Article initialement publié le 29 juillet 2020.
Dernières nouvelles : L’association One Voice assigne Marineland en justice pour obtenir l’avis d’un expert indépendant afin d’établir un bilan clinique de l’état de Moana et d’Inouk, de leurs conditions de détention et de récupérer un certain nombre de pièces officielles. L’audience aura lieu au tribunal judiciaire de Grasse le 25 mai 2022 à 8h30.
Inouk, l’orque qui souffre le martyre
Ce lundi, le Marineland d’Antibes a été le théâtre d’une mobilisation d’une centaine de manifestants du « Groupe anti-captivité », inquiet de l’état de santé d’Inouk, la doyenne des orques.
Ce « parc zoologique » de son statut officiel, membre de l’Association européenne des zoos et aquariums, qui participe à des programmes de protections des espèces menacées, est aussi et tout bonnement le site touristique le plus visité de l’opulente région Provence-Alpes-Côte d’Azur.
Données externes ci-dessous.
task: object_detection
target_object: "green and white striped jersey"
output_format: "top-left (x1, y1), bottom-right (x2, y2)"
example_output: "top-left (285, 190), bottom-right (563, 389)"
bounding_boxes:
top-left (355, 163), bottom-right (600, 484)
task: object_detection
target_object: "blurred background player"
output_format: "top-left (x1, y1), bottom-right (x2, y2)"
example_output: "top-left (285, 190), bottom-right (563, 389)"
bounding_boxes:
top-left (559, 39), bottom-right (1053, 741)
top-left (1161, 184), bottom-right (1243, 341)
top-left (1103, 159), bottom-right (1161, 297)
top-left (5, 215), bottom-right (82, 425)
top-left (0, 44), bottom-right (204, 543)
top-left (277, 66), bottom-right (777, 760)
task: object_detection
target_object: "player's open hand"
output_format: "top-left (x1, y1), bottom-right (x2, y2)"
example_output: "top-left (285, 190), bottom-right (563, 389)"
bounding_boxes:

Mascottes du parc, les quatre orques de Marineland sont les seules élevées en France. Inouk est le doyen. Âgé de 21 ans. Les autres orques ont 19 ans, 9 ans et 6 ans. Huit orques y sont mortes à des âges très précoces (moins de 30 ans) alors qu’en milieu sauvage, les orques vivent au-delà de 60 ans.
L’association One Voice déclare porter plainte contre le Marineland d’Antibes pour actes de cruauté. Infiltrée au Marineland, elle a pris des images de l’orque édentée à force de ronger les parois de son bassin.
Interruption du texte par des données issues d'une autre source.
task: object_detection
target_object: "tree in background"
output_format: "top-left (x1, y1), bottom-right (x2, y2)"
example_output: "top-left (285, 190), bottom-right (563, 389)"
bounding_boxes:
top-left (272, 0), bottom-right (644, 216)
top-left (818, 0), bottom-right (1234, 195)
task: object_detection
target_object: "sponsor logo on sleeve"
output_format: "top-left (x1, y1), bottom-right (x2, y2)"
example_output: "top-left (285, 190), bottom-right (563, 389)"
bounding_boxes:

Ce pourrait être un signe de zoochose ou stéréotypie, un ensemble de comportements stéréotypées qui a pu être observé chez les animaux très sensibles et intelligents en captivité comme les éléphants et les grands singes : déambulations en boucles, balancements, mouvements de tête, automutilations.
Dans une pétition adressée à la ministre de la Transition écologique mise en place depuis 2019, l’association rappelle que Inouk vit dans des bassins dont le plus grand ne dépasse pas cinq fois sa longueur. Muscles très faibles du fait de leur faible activité, régime alimentaire très en-dessous de leurs besoins, isolement social, conscience de leur captivité, ennui et folie sont le quotidien de ces animaux d’une intelligence extrême.
L’association qui devait être reçue par le gouvernement le 9 juillet dernier, a vu le rendez-vous reporté, sans aucune date encore connue.
En mai 2019, John Hargrove, ancien entraîneur à SeaWorld en Californie puis au Marineland d’Antibes, témoignait en revenant pour la première fois à Marineland :
« Les faits sont simples : ces animaux qui, à l’état sauvage, parcourent une centaine de kilomètres par jour avec leurs familles, sont réduits à vivre avec des familles artificielles dans une boîte en béton traitée avec des produits chimiques. La quantité de chlore mis dans cette eau pour qu’elle soit claire et que les touristes voient les orques est létale. J’avais les yeux qui brûlaient et les orques aussi, au point qu’elles ne pouvaient ouvrir les yeux pendant trois jours et que des bouts de peau se détachaient. »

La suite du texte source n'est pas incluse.